Measurements of the level of inflammatory cytokines and the percentages of immune cells in the blood allow assessment of systemic immune reactions over a period of 5 weeks (Figure 5c). The levels of IL-10, IL-6, interferon-γ, tumor necrosis factor-α and IL-12p70 are comparable to those of the control group, suggesting that the implanted devices induce no inflammatory responses. In addition, there are no abnormal changes in the populations of CD4+ T cells, CD8+ T cells, B cells, NK cells, neutrophils, monocytes and macrophages in peripheral blood (Supplementary Figure S14) along with those in the spleen by comparisons between the control and the test groups (Supplementary Figure S15). Taken together, these findings suggest that the devices can be considered as biocomparable temporary implants for applications in drug delivery.
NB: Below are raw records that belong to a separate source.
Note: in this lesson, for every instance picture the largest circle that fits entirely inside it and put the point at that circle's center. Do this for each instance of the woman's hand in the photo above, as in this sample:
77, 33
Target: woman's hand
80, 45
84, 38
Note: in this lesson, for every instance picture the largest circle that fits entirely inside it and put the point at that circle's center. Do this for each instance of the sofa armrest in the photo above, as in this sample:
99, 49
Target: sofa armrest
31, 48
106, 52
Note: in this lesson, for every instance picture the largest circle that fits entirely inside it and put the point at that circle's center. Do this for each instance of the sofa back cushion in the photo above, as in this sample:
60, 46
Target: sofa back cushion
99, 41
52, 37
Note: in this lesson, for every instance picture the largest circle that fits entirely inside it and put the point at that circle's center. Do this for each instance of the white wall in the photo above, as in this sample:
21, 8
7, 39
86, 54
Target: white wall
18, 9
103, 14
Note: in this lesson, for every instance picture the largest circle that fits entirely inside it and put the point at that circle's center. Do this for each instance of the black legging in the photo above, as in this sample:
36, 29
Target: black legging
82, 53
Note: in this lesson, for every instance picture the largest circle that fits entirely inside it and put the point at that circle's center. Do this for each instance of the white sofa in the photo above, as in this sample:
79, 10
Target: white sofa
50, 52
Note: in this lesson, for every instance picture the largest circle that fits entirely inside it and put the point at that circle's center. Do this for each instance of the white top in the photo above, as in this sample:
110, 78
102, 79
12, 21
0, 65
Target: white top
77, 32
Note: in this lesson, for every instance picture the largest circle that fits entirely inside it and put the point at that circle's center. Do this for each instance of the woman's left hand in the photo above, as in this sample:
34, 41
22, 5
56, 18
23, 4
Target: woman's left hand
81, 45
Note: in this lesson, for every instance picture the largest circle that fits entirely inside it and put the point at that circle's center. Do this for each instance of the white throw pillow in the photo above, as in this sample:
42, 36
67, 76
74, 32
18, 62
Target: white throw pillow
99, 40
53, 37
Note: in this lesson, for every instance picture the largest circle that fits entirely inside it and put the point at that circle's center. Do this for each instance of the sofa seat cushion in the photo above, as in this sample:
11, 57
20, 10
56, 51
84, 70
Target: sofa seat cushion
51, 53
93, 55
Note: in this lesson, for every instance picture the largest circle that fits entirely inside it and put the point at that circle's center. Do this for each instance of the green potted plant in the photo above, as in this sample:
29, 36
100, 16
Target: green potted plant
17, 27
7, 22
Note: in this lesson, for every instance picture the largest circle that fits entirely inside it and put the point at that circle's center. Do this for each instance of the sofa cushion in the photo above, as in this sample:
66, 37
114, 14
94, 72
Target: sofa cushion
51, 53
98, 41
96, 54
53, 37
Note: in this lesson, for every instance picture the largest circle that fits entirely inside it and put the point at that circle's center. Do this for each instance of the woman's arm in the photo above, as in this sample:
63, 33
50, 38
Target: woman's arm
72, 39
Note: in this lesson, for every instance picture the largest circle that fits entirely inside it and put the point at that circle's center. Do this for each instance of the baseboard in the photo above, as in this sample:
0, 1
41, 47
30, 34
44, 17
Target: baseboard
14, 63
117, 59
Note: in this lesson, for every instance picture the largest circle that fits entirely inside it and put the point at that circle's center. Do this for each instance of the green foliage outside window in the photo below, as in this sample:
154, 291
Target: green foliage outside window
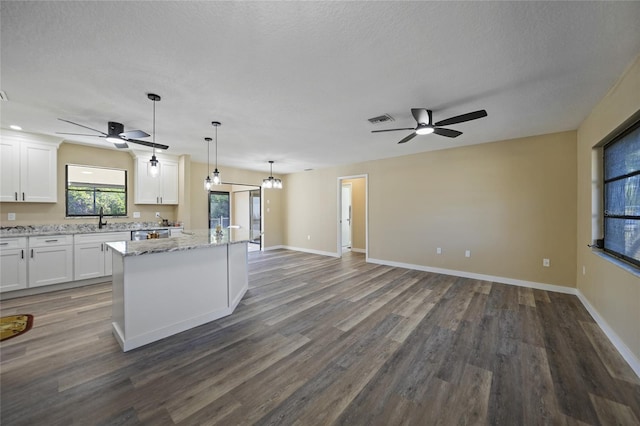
87, 200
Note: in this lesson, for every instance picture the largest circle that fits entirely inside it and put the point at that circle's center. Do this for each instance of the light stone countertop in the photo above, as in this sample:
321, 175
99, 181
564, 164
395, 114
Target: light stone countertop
188, 241
77, 228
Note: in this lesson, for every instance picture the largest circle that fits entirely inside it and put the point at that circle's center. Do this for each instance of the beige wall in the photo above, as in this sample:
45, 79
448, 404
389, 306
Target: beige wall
54, 213
358, 209
512, 203
613, 291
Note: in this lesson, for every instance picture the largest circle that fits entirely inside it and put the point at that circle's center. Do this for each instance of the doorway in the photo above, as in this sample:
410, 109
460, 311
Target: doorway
345, 217
219, 213
353, 215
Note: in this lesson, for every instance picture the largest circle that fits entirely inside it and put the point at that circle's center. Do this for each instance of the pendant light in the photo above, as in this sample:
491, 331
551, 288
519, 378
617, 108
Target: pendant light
271, 182
207, 180
154, 164
216, 173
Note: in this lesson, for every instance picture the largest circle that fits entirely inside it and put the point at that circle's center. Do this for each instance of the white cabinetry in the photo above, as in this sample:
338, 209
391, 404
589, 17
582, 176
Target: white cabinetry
162, 189
28, 169
50, 260
92, 256
13, 263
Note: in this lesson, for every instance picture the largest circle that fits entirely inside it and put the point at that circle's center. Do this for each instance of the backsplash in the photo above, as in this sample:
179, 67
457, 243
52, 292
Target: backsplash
77, 228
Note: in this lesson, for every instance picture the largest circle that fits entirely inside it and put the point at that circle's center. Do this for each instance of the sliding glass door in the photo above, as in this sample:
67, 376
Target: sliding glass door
218, 209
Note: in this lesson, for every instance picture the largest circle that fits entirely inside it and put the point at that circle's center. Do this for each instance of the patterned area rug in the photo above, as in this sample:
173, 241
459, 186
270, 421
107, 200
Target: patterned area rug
15, 325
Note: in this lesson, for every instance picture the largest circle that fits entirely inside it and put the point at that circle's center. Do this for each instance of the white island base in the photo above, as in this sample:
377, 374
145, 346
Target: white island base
156, 295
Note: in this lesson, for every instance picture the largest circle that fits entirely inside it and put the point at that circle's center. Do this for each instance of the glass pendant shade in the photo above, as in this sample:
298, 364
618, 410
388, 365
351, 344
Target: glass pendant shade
154, 167
207, 183
271, 182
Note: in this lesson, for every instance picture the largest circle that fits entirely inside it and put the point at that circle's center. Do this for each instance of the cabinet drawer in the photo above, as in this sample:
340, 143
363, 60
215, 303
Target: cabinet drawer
103, 237
50, 240
13, 243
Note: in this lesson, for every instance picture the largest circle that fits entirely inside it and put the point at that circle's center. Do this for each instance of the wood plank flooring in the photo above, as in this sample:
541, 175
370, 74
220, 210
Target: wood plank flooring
322, 341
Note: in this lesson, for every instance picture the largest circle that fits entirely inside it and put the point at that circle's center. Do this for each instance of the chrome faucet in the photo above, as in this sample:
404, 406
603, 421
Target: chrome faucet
100, 222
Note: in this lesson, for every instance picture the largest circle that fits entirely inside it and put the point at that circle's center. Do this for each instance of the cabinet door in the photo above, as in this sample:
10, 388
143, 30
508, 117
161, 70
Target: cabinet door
108, 261
88, 261
38, 171
13, 269
50, 265
169, 182
147, 190
9, 170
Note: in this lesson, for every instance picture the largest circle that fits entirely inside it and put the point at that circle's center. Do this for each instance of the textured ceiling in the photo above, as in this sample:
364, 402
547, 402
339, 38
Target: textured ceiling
295, 82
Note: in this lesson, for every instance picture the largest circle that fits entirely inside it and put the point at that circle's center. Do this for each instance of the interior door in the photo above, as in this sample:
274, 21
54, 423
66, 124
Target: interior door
346, 216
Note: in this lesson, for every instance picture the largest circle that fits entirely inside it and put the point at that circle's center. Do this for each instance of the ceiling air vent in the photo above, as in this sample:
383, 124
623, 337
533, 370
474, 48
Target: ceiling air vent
380, 119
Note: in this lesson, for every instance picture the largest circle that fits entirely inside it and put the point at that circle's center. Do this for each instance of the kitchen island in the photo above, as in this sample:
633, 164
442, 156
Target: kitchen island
165, 286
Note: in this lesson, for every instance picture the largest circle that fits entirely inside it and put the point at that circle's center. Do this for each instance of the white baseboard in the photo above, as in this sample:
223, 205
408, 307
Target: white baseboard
613, 337
312, 251
465, 274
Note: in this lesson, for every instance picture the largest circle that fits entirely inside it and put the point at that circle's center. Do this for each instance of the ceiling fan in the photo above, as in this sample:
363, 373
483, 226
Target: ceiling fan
426, 125
117, 135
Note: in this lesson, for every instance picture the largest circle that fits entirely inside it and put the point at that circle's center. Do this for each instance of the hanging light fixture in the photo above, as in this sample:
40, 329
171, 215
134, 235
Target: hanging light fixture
154, 164
216, 173
271, 182
207, 181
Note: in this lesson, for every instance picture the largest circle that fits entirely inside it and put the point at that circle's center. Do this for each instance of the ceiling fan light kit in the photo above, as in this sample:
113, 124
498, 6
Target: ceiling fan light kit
425, 125
271, 182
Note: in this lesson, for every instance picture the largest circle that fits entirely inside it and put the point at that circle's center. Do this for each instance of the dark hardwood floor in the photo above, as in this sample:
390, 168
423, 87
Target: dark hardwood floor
321, 341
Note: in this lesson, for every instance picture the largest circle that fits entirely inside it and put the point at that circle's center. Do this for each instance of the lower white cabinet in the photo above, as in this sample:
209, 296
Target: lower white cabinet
92, 256
50, 260
13, 263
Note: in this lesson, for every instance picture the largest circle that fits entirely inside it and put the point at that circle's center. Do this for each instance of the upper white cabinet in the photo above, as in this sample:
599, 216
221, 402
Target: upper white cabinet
28, 168
162, 189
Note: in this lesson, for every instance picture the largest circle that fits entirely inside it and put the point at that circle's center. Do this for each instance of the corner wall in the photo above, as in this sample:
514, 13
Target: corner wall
511, 203
611, 290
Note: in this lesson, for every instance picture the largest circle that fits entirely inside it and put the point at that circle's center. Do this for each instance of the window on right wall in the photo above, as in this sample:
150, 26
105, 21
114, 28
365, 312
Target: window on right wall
621, 163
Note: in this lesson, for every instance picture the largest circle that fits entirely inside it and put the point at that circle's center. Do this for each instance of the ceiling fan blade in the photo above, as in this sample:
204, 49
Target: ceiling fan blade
392, 130
462, 118
408, 138
447, 132
422, 115
71, 122
131, 134
79, 134
150, 144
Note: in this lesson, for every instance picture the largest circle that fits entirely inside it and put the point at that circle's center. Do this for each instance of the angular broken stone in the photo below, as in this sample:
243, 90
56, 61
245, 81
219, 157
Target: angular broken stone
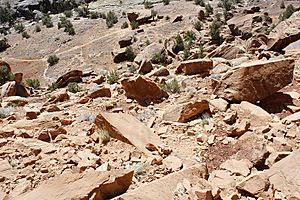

The results presented here demonstrate that bioresorbable wireless electronics can be combined with thermally activated lipids for remotely controlled release of drugs in a time sequenced manner, with full, programmable rate kinetics from values that are near zero to those that can be set by choice of lipid chemistry and structure. The materials, device designs and fabrication strategies for these platforms offer an expanded set of options in drug delivery, with potential to improve patient compliance and the efficacy of current clinical procedures. Deep tissues can be addressed by using near-surface coils connected by bioresorbable wires to the implant site. Although the results focus on advantages provided by lipid-based layered films, other material systems, such as those based on hydrogels can be considered.